Level 2

Best Practices in Enterprise Information Management

The effective management of enterprise information for analytics deployment requires best practices in the areas of people, processes, and technology. In this talk we will share both successful and unsuccessful practices in these areas. The scope of this workshop will involve five key areas of enterprise information management: (1) metadata management, (2) data quality management, (3) data security and privacy, (4) master data management, and (5) data integration.

Overcoming Information Overload with Advanced Practices in Data Visualisation

In this workshop, we explore best practices in deriving insight from vast amounts of data using visualisation techniques. Examples from traditional data as well as an in-depth look at the underlying technologies for visualisation in support of geospatial analytics will be undertaken. We will examine visualisation for both strategic and operational BI.

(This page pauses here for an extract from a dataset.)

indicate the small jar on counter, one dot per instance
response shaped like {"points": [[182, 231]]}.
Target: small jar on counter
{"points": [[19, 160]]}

Stars, Flakes, Vaults and the Sins of Denormalisation

Providing both performance and flexibility are often seen as contradictory goals in designing large scale data implementations. In this talk we will discuss techniques for denormalisation and provide a framework for understanding the performance and flexibility implications of various design options. We will examine a variety of logical and physical design approaches and evaluate the trade offs between them. Specific recommendations are made for guiding the translation from a normalised logical data model to an engineered-for-performance physical data model. The role of dimensional modeling and various physical design approaches are discussed in detail. Best practices in the use of surrogate keys is also discussed. The focus is on understanding the benefit (or not) of various denormalisation approaches commonly taken in analytic database designs.

Advanced Python 1

This class builds on the introductory Python class. Jupyter Notebook advanced use and customisation is covered as well as configuring multiple environments and kernels. The Numpy package is introduced for working with arrays and matrices and a deeper coverage of Pandas data analysis and manipulation methods is provided including working with time series data. Data exploration and advanced visualisations are taught using the Plotly and Seaborne libraries.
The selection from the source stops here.